A Labour candidate for Devon County Council has received the backing of a party heavyweight making a visit to the South Hams.
Author and historian Tony Rea will contest the Ivybridge division in May’s elections, currently held by county council cabinet member Cllr Roger Croad.
Mr Rea was joined on the campaign trail by Labour front bencher Richard Burgon, shadow secretary of state for justice and shadow lord chancellor, as a group of party members knocked on doors around Bedford Grove, Marshals Field and Montgomery Close in Ivybridge.
Mr Burgon said the Labour group "got a good response on the doorstep". He said: "What is very clear is that people want a local councillor who is out there in the community, not just giving speeches in the town hall or anywhere else, but knocking on doors, asking people if there are any issues they want to raise.
"Some people are really surprised when they get to meet a local politician who’s out there to listen to them, and set out what he would be as a local representative."
Mr Burgon linked the local with the national situation, saying the county council had had to deal with "big cuts" from central government.
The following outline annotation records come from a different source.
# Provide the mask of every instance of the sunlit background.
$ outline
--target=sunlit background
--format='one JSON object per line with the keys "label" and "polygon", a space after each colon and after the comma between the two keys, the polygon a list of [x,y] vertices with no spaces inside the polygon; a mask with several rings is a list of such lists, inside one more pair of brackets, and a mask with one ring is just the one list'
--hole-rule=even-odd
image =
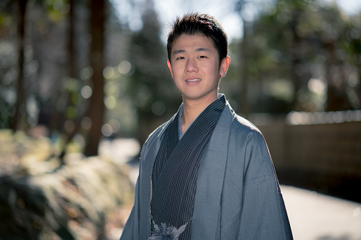
{"label": "sunlit background", "polygon": [[[361,239],[360,1],[1,0],[0,240],[119,238],[140,146],[182,102],[169,24],[194,11],[228,35],[220,91],[264,134],[295,239]],[[304,189],[341,212],[321,235]]]}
He also drew attention to the furore over increasing national insurance contributions for self-employed people, something he said would hit low and middle earners to the tune of £240 per year.
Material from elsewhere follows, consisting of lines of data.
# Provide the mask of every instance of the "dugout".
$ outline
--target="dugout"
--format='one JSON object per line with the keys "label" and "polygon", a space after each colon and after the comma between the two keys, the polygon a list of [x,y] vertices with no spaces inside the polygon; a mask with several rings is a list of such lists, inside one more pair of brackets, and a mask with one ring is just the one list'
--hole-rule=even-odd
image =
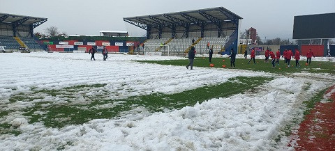
{"label": "dugout", "polygon": [[124,17],[147,31],[147,39],[227,37],[227,50],[237,51],[242,17],[223,8]]}
{"label": "dugout", "polygon": [[0,13],[0,35],[34,37],[34,29],[47,18]]}

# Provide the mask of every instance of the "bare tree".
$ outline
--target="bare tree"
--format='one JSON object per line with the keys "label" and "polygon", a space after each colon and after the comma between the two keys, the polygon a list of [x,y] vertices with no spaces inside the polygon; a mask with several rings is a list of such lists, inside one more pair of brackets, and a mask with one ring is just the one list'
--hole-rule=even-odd
{"label": "bare tree", "polygon": [[334,41],[332,39],[329,39],[329,45],[332,45],[332,44],[335,44],[335,41]]}
{"label": "bare tree", "polygon": [[272,40],[272,45],[279,45],[281,44],[281,38],[276,38]]}
{"label": "bare tree", "polygon": [[51,37],[57,36],[58,34],[59,34],[59,31],[58,31],[58,28],[54,26],[47,27],[45,30],[47,34],[50,35]]}

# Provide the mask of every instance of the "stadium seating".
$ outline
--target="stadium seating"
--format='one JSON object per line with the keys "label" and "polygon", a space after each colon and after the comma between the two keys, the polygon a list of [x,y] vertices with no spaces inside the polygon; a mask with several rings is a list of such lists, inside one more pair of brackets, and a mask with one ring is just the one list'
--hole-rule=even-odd
{"label": "stadium seating", "polygon": [[[43,49],[40,45],[33,38],[22,38],[21,40],[29,49]],[[19,44],[15,37],[0,35],[0,45],[6,46],[6,49],[15,49],[17,50],[21,45]]]}
{"label": "stadium seating", "polygon": [[165,44],[170,38],[149,39],[144,42],[144,47],[149,51],[158,51],[161,44]]}
{"label": "stadium seating", "polygon": [[196,41],[198,38],[182,38],[172,39],[168,45],[170,47],[170,49],[174,52],[184,53],[191,45],[192,45],[192,39]]}
{"label": "stadium seating", "polygon": [[209,47],[213,47],[213,51],[221,51],[228,40],[228,37],[204,37],[199,42],[196,43],[195,47],[195,49],[207,49],[207,42],[209,42]]}
{"label": "stadium seating", "polygon": [[[192,39],[195,40],[195,43],[192,44]],[[144,45],[147,51],[162,51],[161,44],[165,44],[168,46],[170,54],[180,54],[187,52],[191,46],[193,45],[199,54],[208,53],[207,42],[209,42],[209,47],[213,47],[215,52],[222,51],[224,49],[225,43],[228,41],[229,37],[204,37],[204,38],[161,38],[161,39],[149,39],[147,40]],[[165,48],[166,49],[166,48]]]}
{"label": "stadium seating", "polygon": [[17,49],[20,47],[14,37],[0,35],[0,45],[6,46],[6,49]]}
He said: "There is a feeling here and across the country that people haven’t done very well out of business as usual, and need a change. Tony’s part of that change, and as a shadow cabinet member I’m really pleased to be here with him door knocking."
Mr Rea has produced a document setting out a Labour vision for Ivybridge based on the Devon party’s manifesto, which was launched recently.
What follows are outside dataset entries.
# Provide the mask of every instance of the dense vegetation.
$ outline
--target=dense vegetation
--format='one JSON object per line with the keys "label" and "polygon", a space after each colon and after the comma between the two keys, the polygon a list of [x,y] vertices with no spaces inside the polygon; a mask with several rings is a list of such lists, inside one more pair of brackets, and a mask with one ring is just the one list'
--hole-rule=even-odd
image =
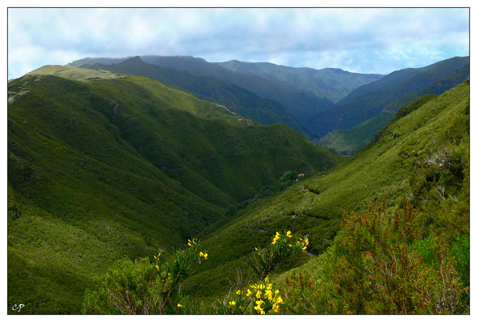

Mr Burgon continued: "These are key principles about the health service, about protecting services for the elderly and vulnerable, and these are things that other parties have shown in practice they are not committed to."
Mr Rea used the example of Sure Start children’s centres, which he said were a Labour initiative cut by 15 per cent by the Conservative DCC.
Mr Burgon added: "Voting Labour allows people to send a clear message, about defending health services from privatisation, rural hospitals for example in this area that are under threat of closure, that business as usual hasn’t worked. My view is the way the economy has been run hasn’t been to the benefit of the majority of people who live in Ivybridge, or anywhere else.
"We were promised that this painful period of austerity would be worth it, in their view, because it was going to eliminate the deficit. First of all it was going to eliminate it by 2015, then 2020 and now, we don’t know when. And also, debt has rocketed under this government’s watch. When George Osborne took over as chancellor debt was 62 per cent of gross domestic product and now it’s well over 80 per cent under Phillip Hammond, which shows it hasn’t worked, even by their own test.
"In the budget £2.5million has been taken out of the pockets of low and middle earning self-employed people against a Conservative party manifesto promise, and that again is apparently because we need to cut back. So who’s paying the price for this? It’s people who aren’t too well off in Ivybridge and everywhere else."